Under the Plan, a favorable and stable macro-economic environment will be maintained, in which monetary policies will be realized effectively and carefully; their instruments exploited flexibly in close combination with fiscal policies in order to curb inflation, secure macro stability and a sound growth rate in line with the country’s specific socio-economic conditions in certain periods.
The Government will boost export while developing supportive industries and production of domestic consumer goods.
At the same time, it is necessary to further control price and market and maintain the supply-demand balance of primary goods.
Renewing distribution and use of capital
The Government plans to mobilize different resources for development investment, so that the total investment accounts for 30-35% of GDP and State investment holds 35-40% of the total investment. About 20-25% of total budget spending will be spent on development investment.
The Government will manage to maintain key economic elements at reasonable rates, especially savings, investment and consumption, state budget, balance of trade, international balance of payments, public debts and national foreign loans.
Scope and opportunities will be expanded for private investors who are encouraged to jump in infrastructure, potential industries and products, and key economic zones.
Clearing bad debts
In the period of 2013-2015, the Government will concentrate on making credit organizations’ financial status more healthy by clearing their bad debts, developing major business activities, securing liquidity and sustainable development, and increasing transparency in operations of these organizations.
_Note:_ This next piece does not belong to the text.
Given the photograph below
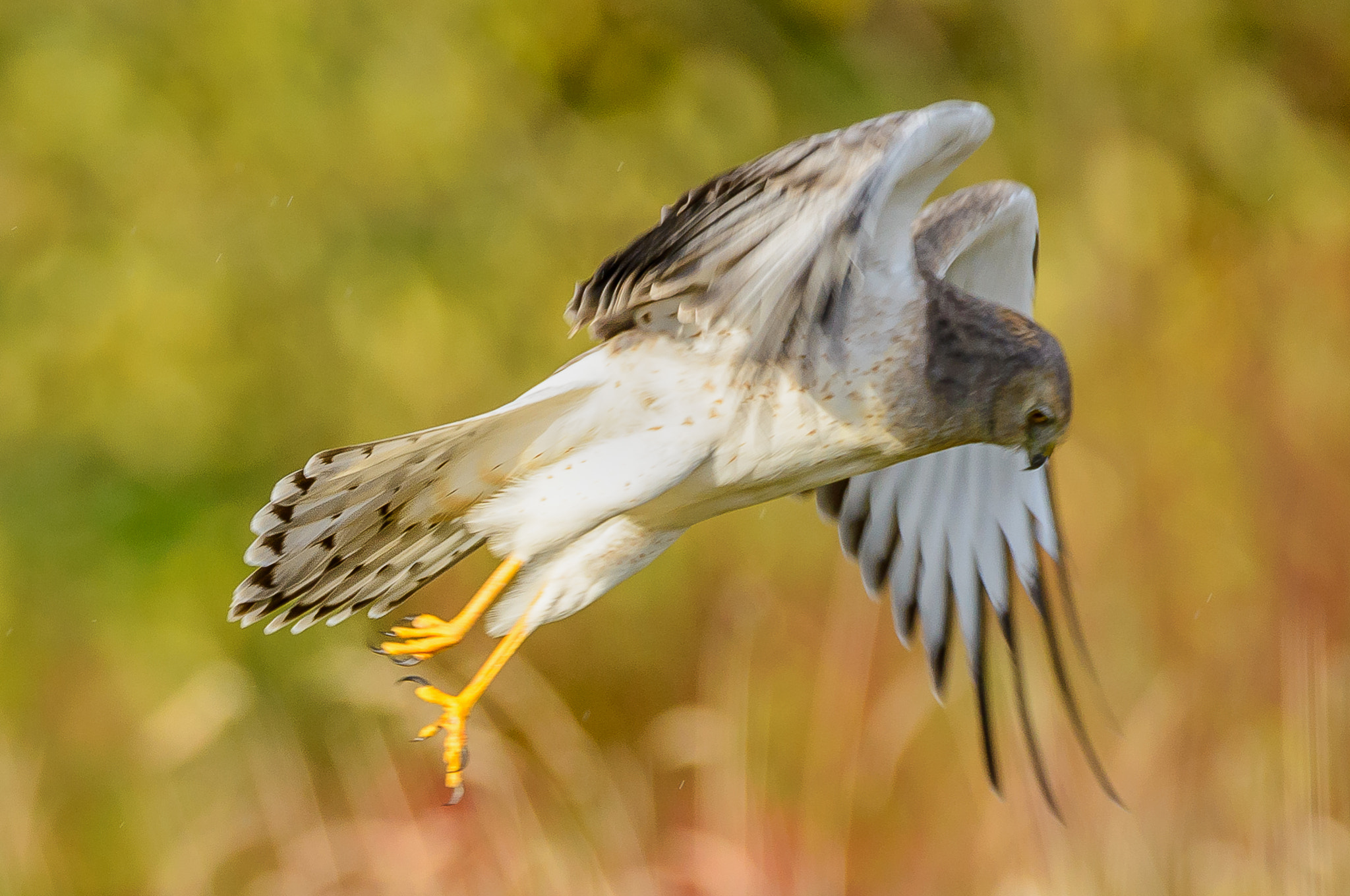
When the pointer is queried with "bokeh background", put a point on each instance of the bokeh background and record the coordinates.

The system of credit organizations will be reorganized so that by 2020, it is possible to develop a network of modern multi-functional credit organizations which can operate safely and effectively.
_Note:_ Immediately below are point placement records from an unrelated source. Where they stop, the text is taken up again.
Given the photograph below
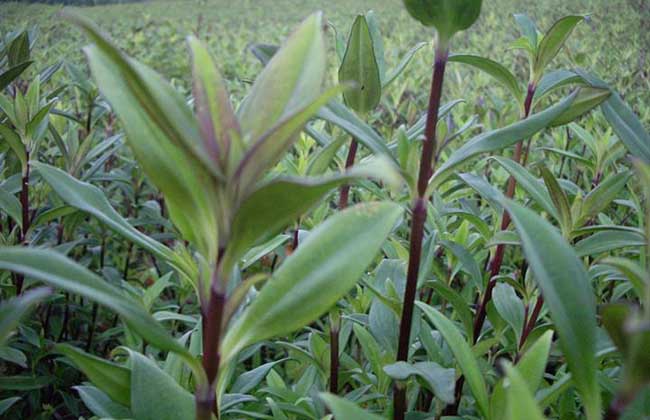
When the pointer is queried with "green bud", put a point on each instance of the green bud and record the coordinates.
(447, 16)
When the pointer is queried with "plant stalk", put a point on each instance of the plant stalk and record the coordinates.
(497, 260)
(24, 203)
(419, 213)
(345, 189)
(206, 402)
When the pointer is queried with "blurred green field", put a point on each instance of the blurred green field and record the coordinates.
(614, 43)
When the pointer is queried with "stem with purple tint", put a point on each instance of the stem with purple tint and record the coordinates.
(497, 260)
(24, 203)
(345, 189)
(419, 211)
(213, 315)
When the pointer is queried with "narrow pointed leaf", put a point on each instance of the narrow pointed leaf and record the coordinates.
(59, 271)
(302, 288)
(627, 126)
(344, 409)
(553, 41)
(12, 310)
(500, 138)
(113, 379)
(463, 354)
(360, 66)
(217, 120)
(290, 81)
(568, 294)
(493, 69)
In the time to come, the Government will review and categorize joint-stock commercial banks, financial leasing companies and other credit organizations while closely monitoring the design and realization of approved restructuring plans of credit organizations.
Reorganizing State-owned enterprises
State-owned enterprises (SOEs) will be classified and reorganized. Equitization will be promoted in SOEs where the State’s full ownership is unnecessary.
SOEs should concentrate on military industries, monopoly industries, provision of primary goods and services, and high technology sectors.
Each and every SOE must restructure their investment and business activities, focusing on main ones. They need also to make divestments from sideline fields and joint-stock companies in which the State is not necessary to be the dominant shareholder.
The Government will continue to raise quality, effectiveness and competitiveness of private enterprises; encourage the establishment and development of powerful private economic groups which can compete on domestic and foreign markets.
The PM required Ministers, leaders of ministerial-level agencies, and Chairpersons of provincial-level People’s Committees, within their competence, to promptly design and implement action plans on restructuring within the first half of 2013.